#17 Perubahan

370 36 45
                                    

"Kamu itu selalu saja ikut campur dengan urusan keluarga saya, memangnya, kamu gak punya kerjaan lain?"

"Nah, om sendiri, memangnya gak ada kerjaan lain selain menyakiti tante Manda?" Ari balik bertanya. Membuat Raden--ayah Rara--mendelik.

Tangan Raden sudah bersiap ingin menampar Ari, "Kamu anak kurang ajar, ya! Jangan pernah dekat-dekat dengan Rara! Masih anak smp, tapi kelakuan sudah kurang ajar!"

"Om mau tampar saya? Silahkan, kalau om berani, tapi, pasti berani, sih. Kan tangannya sudah biasa menampar orang, perempuan pula. Jadi, menampar saya mah, bukan hal yang biasa lagi. Iya, gak, om?"

Raden semakin geram, "Baik, kalau begitu, kamu akan menyesal setelah ini, karena terlalu sok menjadi pahlawan. Selamat tinggal bocah ingusan."

Ari terbangun, ketika sekali lagi, mimpi itu mengganggunya. Ada perasaan khawatir, karena takut kejadian dulu terulang kembali. Ari duduk bersandar, mencoba menjernihkan fikiran. Ia benar-benar harus melindungi Rara, apa pun resikonya.

***

Sembari menunggu Myta yang sedang ke kantin, Rara duduk di taman sambil membaca novel kesukaannya, hari ini ia terbebas dari dua mahkluk halus bernama Farel dan Ari.

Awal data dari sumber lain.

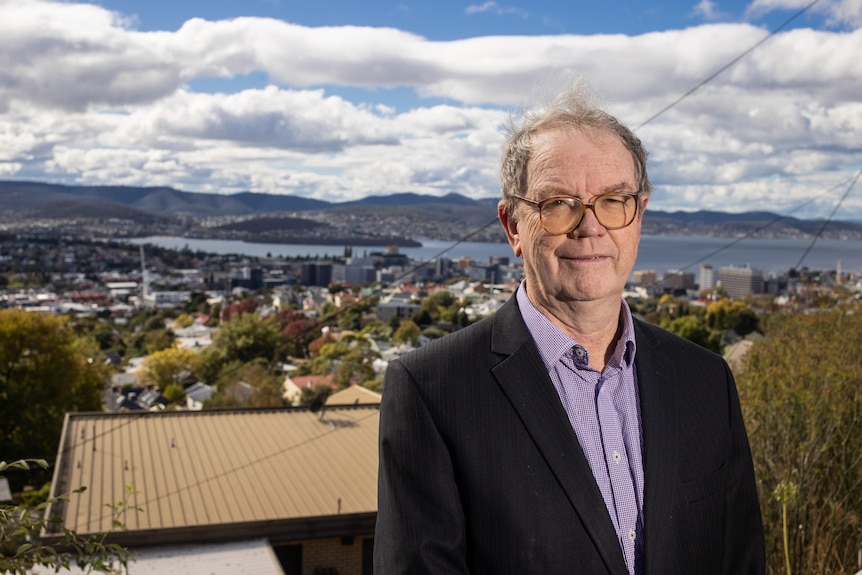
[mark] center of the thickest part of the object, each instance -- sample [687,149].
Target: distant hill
[152,205]
[16,196]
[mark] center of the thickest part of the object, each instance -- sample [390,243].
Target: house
[353,395]
[288,483]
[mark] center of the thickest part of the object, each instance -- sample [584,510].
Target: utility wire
[715,74]
[763,227]
[829,219]
[642,124]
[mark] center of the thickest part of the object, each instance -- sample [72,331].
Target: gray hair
[571,110]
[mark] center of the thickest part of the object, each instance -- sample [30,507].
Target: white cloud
[494,8]
[708,10]
[86,98]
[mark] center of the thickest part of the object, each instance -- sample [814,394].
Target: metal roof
[188,470]
[254,557]
[354,395]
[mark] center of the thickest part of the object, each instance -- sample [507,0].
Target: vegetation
[801,392]
[20,526]
[45,371]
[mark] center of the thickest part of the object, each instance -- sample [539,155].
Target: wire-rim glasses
[560,215]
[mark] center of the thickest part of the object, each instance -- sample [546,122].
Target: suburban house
[286,490]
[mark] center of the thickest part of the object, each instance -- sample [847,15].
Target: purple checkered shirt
[604,411]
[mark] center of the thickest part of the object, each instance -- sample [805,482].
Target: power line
[763,227]
[829,219]
[715,74]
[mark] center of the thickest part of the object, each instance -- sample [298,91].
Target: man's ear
[510,226]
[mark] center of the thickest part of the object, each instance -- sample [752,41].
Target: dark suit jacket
[481,472]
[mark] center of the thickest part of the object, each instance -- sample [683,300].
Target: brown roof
[354,395]
[192,470]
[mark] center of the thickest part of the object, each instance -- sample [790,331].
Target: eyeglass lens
[613,211]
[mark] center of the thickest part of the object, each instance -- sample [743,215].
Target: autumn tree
[801,392]
[299,331]
[45,371]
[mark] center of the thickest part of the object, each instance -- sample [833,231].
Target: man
[562,435]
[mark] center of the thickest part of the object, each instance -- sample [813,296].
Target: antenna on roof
[319,403]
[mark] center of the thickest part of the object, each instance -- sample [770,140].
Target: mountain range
[23,200]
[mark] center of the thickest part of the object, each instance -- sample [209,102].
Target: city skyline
[337,100]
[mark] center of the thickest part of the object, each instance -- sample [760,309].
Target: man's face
[591,263]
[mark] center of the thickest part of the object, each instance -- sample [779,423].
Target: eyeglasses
[562,214]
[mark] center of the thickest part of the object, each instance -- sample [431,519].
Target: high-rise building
[645,277]
[738,282]
[707,277]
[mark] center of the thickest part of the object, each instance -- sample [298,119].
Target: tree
[249,336]
[299,331]
[693,328]
[247,385]
[407,332]
[45,371]
[20,526]
[167,367]
[800,392]
[733,315]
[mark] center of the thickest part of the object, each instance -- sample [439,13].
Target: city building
[707,277]
[646,278]
[738,282]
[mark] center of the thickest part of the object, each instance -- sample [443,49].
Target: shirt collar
[553,344]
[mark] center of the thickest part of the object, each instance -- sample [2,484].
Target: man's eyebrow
[620,187]
[554,191]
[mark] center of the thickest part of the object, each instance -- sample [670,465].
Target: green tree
[21,525]
[693,328]
[801,392]
[45,371]
[168,366]
[407,332]
[733,315]
[249,336]
[251,384]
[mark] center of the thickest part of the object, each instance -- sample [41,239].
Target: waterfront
[660,253]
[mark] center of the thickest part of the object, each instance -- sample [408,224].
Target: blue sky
[343,99]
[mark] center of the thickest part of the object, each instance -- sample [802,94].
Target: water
[660,253]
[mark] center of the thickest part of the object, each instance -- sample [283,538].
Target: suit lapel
[655,373]
[523,378]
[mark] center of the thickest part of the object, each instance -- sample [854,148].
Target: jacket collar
[523,378]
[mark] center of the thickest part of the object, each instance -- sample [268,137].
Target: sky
[343,99]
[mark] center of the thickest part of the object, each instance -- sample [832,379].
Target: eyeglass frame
[590,204]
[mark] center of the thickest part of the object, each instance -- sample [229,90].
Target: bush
[801,392]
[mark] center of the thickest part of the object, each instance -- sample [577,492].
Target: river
[660,253]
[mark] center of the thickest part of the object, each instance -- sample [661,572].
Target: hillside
[274,217]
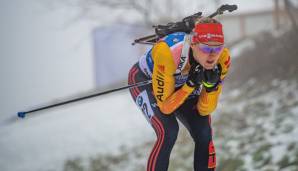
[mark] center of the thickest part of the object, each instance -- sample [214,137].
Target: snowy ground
[44,141]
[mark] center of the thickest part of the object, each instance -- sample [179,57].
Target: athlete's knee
[172,134]
[202,135]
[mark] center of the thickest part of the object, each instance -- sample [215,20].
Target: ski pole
[23,114]
[222,9]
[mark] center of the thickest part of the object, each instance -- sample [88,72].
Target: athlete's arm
[163,80]
[208,100]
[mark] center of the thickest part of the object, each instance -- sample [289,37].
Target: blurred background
[54,50]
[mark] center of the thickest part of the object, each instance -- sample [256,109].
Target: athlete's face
[207,54]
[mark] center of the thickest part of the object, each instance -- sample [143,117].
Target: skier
[187,72]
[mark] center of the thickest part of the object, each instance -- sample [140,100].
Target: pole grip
[21,114]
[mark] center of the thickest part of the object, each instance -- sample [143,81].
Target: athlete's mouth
[210,61]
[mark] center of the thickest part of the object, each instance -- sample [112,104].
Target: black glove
[195,75]
[211,79]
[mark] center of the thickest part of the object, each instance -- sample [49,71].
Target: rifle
[186,25]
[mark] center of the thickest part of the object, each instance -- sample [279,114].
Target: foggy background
[55,50]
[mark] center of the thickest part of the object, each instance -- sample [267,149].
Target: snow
[44,141]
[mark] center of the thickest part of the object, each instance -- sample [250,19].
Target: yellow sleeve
[163,81]
[208,100]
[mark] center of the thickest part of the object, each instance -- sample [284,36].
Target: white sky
[41,60]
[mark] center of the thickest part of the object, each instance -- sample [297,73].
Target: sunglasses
[209,49]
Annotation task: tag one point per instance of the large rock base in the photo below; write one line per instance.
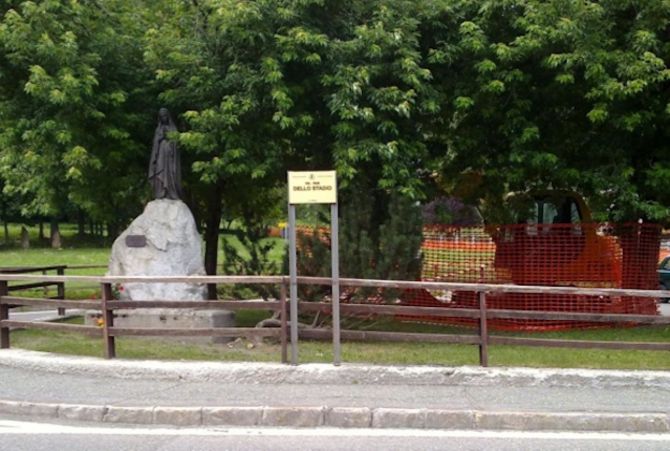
(171, 318)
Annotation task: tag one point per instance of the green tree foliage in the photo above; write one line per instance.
(73, 107)
(559, 93)
(401, 97)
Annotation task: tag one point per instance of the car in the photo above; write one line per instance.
(664, 276)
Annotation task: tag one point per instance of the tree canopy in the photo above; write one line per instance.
(419, 98)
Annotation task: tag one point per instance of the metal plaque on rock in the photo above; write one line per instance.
(136, 240)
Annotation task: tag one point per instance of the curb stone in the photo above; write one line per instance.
(346, 417)
(276, 373)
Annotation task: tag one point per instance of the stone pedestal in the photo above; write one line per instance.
(172, 319)
(162, 241)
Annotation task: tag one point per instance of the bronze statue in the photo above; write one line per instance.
(164, 166)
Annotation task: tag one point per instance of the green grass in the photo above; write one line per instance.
(372, 352)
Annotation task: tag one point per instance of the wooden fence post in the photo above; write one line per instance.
(108, 321)
(283, 322)
(483, 331)
(4, 315)
(60, 286)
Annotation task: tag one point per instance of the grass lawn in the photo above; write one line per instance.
(75, 252)
(372, 352)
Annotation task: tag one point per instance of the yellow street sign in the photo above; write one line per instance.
(312, 187)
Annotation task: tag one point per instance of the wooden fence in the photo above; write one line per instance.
(108, 332)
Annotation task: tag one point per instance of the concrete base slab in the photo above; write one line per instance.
(172, 319)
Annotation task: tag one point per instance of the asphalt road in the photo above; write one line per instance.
(44, 436)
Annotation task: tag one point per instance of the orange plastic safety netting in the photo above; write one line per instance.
(574, 255)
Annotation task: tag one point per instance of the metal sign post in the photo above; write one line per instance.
(317, 187)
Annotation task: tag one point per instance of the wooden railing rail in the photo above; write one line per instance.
(482, 338)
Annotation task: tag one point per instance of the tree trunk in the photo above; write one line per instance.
(112, 230)
(212, 224)
(81, 224)
(55, 235)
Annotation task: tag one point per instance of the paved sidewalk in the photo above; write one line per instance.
(267, 394)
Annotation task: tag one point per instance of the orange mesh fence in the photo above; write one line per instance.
(573, 255)
(589, 255)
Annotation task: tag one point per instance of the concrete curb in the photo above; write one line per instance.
(341, 417)
(276, 373)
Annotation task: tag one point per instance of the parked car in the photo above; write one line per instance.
(664, 276)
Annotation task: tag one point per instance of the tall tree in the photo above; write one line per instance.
(73, 107)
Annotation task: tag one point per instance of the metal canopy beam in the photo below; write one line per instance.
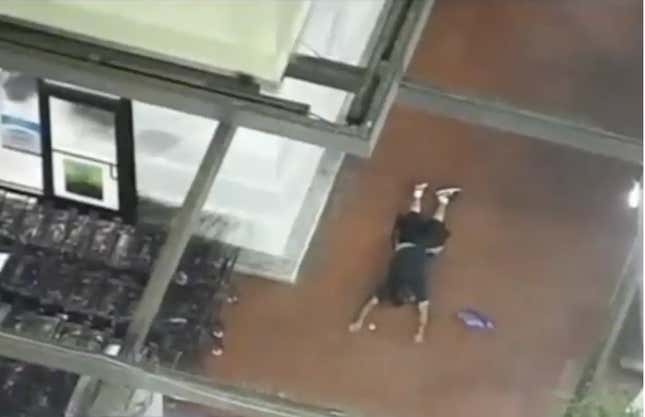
(507, 118)
(392, 71)
(166, 382)
(181, 229)
(27, 48)
(184, 97)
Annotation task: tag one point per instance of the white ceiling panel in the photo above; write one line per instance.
(255, 37)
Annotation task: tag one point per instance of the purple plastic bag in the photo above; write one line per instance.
(475, 320)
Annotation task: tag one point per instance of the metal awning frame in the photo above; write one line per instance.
(46, 53)
(235, 102)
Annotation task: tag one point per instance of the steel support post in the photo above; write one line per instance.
(181, 229)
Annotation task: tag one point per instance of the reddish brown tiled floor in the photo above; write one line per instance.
(537, 240)
(581, 58)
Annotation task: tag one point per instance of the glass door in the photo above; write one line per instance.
(88, 152)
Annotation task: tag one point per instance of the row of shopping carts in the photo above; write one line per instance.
(75, 279)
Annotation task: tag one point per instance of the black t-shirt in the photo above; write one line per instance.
(413, 228)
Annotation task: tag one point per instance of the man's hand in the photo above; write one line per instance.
(356, 326)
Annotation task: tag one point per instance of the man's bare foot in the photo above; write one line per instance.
(446, 194)
(419, 189)
(355, 327)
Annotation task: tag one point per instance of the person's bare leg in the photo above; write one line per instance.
(417, 196)
(365, 311)
(423, 308)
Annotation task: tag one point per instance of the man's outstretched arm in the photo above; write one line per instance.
(424, 308)
(365, 311)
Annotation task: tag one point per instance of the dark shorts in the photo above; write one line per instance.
(406, 281)
(413, 227)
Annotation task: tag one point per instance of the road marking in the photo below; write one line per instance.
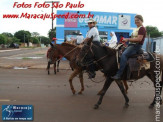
(4, 100)
(9, 50)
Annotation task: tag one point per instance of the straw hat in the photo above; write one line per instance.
(92, 20)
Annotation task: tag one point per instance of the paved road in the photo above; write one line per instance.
(53, 101)
(21, 51)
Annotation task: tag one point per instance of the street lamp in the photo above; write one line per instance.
(52, 2)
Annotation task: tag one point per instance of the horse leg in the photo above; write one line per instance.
(76, 72)
(100, 92)
(121, 87)
(126, 86)
(55, 68)
(48, 67)
(81, 81)
(106, 86)
(156, 97)
(58, 66)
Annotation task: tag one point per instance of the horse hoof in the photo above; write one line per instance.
(99, 93)
(151, 106)
(126, 105)
(79, 92)
(96, 106)
(73, 92)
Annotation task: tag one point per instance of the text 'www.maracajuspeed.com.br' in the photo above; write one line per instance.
(46, 16)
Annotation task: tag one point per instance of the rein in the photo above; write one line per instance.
(93, 54)
(68, 53)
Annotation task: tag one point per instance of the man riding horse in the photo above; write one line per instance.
(135, 44)
(93, 35)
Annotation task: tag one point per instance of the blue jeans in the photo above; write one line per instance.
(130, 50)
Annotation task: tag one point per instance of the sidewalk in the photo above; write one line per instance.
(34, 60)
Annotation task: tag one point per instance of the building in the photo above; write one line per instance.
(120, 23)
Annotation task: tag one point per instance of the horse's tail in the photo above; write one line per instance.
(47, 53)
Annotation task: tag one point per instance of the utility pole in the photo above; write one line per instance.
(52, 2)
(24, 40)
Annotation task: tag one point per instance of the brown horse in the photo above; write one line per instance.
(70, 52)
(55, 61)
(110, 67)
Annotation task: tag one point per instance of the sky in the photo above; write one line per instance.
(151, 10)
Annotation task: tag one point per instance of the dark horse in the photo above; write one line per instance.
(55, 60)
(106, 58)
(70, 52)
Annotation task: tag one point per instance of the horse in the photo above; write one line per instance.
(53, 60)
(106, 58)
(70, 52)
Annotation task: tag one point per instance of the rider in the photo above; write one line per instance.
(135, 44)
(79, 39)
(54, 41)
(94, 35)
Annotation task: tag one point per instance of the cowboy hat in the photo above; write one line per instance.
(92, 20)
(54, 39)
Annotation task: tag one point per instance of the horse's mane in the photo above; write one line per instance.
(110, 50)
(67, 44)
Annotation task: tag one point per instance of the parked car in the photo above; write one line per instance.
(14, 45)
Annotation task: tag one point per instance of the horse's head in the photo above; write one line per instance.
(52, 53)
(85, 55)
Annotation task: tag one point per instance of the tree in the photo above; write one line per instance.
(45, 40)
(153, 31)
(23, 35)
(35, 34)
(15, 40)
(35, 40)
(52, 33)
(7, 34)
(3, 39)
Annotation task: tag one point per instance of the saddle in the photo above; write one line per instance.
(137, 62)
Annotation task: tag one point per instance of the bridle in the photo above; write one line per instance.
(93, 61)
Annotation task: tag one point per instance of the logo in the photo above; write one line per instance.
(124, 21)
(17, 112)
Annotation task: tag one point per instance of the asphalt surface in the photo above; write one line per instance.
(21, 51)
(53, 101)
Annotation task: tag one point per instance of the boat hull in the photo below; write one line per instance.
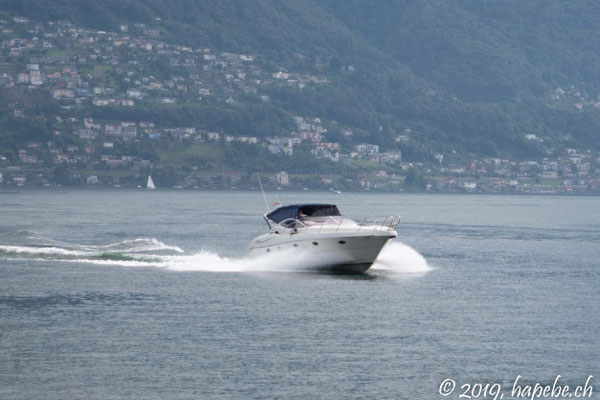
(349, 253)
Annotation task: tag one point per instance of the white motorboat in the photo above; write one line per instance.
(335, 243)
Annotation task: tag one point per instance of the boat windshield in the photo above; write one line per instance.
(300, 211)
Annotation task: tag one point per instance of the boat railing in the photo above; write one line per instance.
(334, 223)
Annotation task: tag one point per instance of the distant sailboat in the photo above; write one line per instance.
(150, 184)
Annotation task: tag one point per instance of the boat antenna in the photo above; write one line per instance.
(263, 190)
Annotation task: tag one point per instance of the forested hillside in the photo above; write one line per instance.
(473, 76)
(499, 89)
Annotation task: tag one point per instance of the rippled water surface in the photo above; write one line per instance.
(147, 295)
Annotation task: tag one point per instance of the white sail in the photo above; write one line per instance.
(150, 184)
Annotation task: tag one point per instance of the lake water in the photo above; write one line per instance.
(125, 294)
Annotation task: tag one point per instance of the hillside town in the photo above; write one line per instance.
(82, 72)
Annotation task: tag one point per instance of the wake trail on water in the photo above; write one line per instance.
(396, 257)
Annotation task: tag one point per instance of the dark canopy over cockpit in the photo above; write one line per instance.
(308, 210)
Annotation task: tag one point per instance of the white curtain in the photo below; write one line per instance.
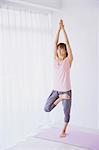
(26, 60)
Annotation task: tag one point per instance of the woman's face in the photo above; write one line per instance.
(61, 53)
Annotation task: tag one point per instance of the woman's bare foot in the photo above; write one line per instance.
(63, 134)
(64, 96)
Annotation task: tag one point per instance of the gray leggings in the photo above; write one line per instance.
(66, 103)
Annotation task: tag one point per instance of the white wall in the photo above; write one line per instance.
(80, 22)
(98, 60)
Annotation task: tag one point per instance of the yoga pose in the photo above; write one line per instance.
(62, 91)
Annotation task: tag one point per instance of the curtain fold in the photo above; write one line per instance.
(25, 72)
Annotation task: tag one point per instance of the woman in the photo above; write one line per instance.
(62, 91)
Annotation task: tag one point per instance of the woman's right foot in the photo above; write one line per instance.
(64, 96)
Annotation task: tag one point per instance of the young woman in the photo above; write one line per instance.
(62, 91)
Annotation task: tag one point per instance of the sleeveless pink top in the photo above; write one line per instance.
(62, 75)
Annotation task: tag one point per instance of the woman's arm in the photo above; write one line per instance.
(57, 40)
(69, 50)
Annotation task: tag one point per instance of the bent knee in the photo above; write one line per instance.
(46, 109)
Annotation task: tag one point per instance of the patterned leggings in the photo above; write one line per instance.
(66, 103)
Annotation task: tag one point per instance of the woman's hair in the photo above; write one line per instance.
(62, 45)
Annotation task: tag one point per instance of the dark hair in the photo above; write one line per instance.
(62, 45)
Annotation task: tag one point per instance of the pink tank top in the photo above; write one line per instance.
(62, 75)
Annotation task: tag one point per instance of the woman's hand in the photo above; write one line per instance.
(61, 24)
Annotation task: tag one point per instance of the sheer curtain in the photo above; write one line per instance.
(25, 72)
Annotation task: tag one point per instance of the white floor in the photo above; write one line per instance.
(31, 143)
(39, 144)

"Rara," sapa Ari yang tiba-tiba duduk di sampingnya. Baru saja ia bersyukur karena tidak mendapat gangguan.

"Rara!" Farel menepuk bahu Rara sambil terkekeh, membuat Rara harus menepuk jidat karena dua makhluk yang tidak di harapkan keberadannya ini muncul.

"Ya ampun, kalian lagi!"

Keduanya tertawa, Rara senang, karena Farel dan Ari bisa berdamai. Keduanya, sudah terlihat jauh lebih akrab.

Namun, Rara merasa ada yang janggal dengan Farel, cowok itu, lebih sering menghindar. Senyum yang diberikan, bukan seperti senyum jenis Farel yang biasanya, dan lagi, cowok itu lebih sering meninggalkannya bersama Ari.

"Eh, besok kita jalan-jalan, yuk? Berempat!" Ari memberi usul, yang dengan cepat disetujui oleh Farel.

"Jalan kemana?" Myta yang baru saja datang dengan membawa dua cappuccino ice langsung duduk di samping Rara, mengusir Ari yang sebelumnya duduk di samping Rara terlebih dahulu.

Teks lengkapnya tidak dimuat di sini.